To investigate the effectiveness of foot orthoses for pain and function in adults with plantar heel pain.

Design

Systematic review and meta-analysis. The primary outcome was pain or function categorised by duration of follow-up as short (0 to 6 weeks), medium (7 to 12 weeks) or longer term (13 to 52 weeks).

Data sources

Medline, CINAHL, SPORTDiscus, Embase and the Cochrane Library from inception to June 2017.
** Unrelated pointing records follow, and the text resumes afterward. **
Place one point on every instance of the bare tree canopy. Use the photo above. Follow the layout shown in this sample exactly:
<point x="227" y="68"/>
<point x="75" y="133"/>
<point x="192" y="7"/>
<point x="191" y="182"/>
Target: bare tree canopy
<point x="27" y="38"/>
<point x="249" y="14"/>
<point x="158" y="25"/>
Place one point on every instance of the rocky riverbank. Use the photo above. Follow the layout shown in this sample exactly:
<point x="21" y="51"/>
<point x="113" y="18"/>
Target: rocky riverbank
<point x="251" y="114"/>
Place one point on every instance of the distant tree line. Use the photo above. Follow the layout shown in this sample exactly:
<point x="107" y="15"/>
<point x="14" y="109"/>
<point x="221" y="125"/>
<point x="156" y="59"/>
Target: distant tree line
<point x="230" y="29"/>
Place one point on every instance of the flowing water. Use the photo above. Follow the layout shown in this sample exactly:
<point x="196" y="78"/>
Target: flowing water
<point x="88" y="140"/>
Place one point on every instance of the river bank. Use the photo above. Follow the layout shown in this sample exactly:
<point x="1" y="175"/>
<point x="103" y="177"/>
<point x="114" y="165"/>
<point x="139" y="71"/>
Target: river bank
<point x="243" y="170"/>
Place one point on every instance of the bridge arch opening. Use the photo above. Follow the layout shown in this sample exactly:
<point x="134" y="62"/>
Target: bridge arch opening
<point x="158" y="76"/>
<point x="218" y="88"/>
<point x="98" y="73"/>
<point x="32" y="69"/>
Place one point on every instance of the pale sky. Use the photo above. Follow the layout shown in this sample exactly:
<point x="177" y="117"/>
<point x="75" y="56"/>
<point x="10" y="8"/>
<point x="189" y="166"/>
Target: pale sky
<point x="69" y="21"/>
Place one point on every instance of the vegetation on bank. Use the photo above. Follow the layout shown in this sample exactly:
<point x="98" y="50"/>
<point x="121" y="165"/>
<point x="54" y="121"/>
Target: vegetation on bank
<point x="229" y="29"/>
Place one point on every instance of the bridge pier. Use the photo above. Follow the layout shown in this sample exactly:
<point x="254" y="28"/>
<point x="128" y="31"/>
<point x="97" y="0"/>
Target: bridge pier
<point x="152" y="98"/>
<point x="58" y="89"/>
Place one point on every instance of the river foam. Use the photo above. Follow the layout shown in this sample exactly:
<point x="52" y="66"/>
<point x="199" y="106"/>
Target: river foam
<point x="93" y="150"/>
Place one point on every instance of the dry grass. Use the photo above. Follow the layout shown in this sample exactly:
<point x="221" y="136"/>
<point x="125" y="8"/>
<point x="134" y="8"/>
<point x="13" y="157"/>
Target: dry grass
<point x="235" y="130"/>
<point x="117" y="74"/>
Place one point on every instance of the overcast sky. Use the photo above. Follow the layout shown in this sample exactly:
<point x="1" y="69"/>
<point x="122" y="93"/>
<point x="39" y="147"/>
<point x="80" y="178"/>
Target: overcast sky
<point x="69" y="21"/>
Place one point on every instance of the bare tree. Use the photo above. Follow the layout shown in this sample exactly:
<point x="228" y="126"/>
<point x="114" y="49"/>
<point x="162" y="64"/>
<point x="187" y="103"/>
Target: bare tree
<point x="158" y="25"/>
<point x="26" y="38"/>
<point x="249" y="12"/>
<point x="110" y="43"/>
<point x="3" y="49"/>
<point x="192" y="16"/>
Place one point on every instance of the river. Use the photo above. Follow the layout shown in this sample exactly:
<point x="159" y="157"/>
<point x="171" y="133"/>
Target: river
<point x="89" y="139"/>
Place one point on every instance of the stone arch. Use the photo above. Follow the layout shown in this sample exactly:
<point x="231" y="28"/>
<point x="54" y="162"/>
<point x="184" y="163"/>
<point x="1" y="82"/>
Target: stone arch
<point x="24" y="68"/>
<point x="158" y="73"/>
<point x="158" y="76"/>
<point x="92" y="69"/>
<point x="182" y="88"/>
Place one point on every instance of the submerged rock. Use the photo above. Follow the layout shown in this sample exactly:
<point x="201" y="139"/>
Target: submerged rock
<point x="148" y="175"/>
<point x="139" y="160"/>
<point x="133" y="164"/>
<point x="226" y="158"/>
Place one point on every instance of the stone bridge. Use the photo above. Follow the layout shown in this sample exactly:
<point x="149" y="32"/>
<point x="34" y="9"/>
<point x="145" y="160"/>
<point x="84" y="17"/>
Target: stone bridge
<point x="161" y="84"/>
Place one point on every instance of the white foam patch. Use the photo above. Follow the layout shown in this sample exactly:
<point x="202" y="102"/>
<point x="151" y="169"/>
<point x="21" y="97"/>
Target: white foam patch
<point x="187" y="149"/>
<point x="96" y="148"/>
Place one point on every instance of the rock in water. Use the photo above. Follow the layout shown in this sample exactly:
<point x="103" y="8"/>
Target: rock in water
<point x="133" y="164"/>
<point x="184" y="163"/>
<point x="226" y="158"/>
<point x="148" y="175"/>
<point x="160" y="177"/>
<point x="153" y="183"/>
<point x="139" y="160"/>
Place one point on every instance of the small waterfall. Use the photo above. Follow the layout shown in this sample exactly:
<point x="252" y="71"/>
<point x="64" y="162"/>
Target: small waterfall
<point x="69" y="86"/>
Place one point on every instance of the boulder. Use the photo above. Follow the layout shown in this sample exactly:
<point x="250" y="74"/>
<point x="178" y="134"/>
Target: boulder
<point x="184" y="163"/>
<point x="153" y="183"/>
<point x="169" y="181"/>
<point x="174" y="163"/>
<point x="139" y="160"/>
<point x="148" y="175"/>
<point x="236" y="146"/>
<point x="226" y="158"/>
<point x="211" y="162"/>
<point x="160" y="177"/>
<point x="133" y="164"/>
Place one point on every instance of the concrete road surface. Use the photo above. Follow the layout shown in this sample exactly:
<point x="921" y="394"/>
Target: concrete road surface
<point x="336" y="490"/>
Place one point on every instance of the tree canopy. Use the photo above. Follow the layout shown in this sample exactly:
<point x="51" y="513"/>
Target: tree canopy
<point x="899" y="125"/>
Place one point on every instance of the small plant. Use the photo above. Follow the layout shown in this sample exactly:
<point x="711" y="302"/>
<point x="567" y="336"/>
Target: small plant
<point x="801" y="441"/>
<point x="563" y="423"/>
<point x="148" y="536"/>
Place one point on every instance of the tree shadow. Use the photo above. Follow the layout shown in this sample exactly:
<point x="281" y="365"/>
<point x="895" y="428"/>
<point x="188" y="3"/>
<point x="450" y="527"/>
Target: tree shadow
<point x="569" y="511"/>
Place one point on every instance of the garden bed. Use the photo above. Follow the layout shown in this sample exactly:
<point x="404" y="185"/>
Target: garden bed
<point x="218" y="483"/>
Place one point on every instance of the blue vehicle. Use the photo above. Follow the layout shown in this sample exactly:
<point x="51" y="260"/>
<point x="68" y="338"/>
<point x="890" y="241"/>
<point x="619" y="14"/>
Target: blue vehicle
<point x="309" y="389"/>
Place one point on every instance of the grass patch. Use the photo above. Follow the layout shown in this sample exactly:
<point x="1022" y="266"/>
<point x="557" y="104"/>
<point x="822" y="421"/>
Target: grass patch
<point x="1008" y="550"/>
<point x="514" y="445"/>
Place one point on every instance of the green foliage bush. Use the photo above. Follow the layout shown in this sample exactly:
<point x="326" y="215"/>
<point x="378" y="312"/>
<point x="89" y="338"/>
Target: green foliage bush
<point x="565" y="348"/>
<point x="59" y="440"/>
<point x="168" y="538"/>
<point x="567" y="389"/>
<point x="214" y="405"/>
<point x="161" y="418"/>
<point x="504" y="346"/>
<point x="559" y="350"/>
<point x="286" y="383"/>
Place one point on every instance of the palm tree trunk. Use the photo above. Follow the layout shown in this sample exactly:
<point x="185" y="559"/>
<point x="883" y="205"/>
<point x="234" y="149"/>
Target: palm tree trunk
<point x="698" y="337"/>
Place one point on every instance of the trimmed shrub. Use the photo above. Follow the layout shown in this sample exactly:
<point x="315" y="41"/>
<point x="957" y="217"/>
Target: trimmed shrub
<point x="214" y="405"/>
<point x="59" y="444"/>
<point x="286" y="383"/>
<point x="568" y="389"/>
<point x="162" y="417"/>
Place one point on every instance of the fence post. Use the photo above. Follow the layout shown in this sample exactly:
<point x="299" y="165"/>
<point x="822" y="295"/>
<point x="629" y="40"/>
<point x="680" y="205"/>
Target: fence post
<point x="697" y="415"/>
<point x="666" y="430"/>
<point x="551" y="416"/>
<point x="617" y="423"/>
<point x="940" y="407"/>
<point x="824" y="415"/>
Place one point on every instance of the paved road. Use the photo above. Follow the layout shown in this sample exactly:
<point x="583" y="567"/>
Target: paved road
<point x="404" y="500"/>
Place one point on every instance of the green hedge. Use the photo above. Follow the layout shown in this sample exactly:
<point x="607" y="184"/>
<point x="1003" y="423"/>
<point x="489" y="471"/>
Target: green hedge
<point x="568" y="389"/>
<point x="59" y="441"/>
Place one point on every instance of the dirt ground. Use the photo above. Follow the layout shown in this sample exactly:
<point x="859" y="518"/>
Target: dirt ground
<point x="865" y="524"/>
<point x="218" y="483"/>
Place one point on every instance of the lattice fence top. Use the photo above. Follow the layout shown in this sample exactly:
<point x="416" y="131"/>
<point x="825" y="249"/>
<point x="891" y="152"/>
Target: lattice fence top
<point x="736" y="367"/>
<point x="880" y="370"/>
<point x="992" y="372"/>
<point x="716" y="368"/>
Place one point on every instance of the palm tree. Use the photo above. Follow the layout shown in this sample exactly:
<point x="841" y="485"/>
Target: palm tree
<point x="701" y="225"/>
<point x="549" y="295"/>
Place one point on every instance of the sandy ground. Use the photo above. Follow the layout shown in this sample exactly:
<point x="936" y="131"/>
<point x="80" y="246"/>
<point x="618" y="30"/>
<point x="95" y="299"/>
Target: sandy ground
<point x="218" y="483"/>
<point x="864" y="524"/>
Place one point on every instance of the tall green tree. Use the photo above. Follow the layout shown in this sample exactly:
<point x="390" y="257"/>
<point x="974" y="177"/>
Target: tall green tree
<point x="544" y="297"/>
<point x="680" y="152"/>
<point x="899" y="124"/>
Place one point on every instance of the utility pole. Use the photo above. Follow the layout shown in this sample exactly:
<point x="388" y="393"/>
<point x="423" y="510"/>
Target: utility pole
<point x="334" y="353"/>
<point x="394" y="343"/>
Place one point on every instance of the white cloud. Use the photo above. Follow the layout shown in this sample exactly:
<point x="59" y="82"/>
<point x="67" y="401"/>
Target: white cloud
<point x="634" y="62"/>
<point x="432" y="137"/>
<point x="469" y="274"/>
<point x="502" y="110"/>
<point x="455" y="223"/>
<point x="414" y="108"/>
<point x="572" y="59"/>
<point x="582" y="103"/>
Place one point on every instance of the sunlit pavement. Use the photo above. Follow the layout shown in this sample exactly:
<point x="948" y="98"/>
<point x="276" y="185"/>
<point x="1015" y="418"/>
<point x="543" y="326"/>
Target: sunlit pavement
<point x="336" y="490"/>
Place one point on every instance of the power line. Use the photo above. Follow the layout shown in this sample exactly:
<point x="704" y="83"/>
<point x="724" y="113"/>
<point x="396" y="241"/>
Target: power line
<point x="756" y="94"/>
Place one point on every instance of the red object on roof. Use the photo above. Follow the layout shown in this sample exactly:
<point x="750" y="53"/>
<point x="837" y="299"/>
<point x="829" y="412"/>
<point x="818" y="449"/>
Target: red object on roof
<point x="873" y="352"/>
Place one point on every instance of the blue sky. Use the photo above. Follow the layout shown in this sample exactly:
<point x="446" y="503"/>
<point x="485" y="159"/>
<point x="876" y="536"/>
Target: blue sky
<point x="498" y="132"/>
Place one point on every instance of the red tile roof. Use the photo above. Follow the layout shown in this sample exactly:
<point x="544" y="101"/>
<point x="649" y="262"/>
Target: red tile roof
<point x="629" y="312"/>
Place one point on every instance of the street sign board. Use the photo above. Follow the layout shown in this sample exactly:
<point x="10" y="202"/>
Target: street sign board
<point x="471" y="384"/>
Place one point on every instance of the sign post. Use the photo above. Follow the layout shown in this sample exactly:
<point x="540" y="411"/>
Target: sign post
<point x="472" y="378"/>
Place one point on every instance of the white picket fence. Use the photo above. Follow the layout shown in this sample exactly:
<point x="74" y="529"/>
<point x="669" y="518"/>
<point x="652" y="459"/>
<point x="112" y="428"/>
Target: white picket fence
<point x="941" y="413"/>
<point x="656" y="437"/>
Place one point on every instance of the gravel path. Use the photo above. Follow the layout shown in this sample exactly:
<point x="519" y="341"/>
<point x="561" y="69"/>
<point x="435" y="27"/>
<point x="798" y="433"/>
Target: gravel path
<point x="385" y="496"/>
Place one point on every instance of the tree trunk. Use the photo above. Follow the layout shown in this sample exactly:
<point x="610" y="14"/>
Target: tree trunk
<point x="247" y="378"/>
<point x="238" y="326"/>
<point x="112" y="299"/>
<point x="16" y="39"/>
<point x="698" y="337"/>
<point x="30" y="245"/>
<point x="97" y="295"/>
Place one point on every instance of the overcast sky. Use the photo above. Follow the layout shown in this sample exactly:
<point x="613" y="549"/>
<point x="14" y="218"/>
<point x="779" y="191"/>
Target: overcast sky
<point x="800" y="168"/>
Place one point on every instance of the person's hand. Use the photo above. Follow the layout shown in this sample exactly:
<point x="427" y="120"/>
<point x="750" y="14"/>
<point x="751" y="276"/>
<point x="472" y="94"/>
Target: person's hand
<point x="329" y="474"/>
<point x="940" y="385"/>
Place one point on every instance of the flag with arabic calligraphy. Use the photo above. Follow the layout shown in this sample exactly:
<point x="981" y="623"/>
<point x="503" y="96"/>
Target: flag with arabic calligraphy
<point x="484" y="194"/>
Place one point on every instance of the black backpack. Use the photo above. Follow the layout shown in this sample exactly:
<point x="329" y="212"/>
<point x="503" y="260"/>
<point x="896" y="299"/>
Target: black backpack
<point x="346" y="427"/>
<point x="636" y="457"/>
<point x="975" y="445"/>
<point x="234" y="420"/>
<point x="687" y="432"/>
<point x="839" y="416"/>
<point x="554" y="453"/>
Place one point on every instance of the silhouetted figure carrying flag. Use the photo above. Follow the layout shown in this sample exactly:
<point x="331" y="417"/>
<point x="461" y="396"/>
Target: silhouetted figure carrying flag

Eligibility criteria for selecting studies

Studies must have used a randomised parallel-group design and evaluated foot orthoses for plantar heel pain. At least one outcome measure for pain or function must have been reported.

Results

A total of 19 trials (1660 participants) were included. In the short term, there was very low-quality evidence that foot orthoses do not reduce pain or improve function. In the medium term, there was moderate-quality evidence that foot orthoses were more effective than sham foot orthoses at reducing pain (standardised mean difference −0.27 (−0.48 to −0.06)). There was no improvement in function in the medium term. In the longer term, there was very low-quality evidence that foot orthoses do not reduce pain or improve function. A comparison of customised and prefabricated foot orthoses showed no difference at any time point.

Conclusion

There is moderate-quality evidence that foot orthoses are effective at reducing pain in the medium term, however it is uncertain whether this is a clinically important change.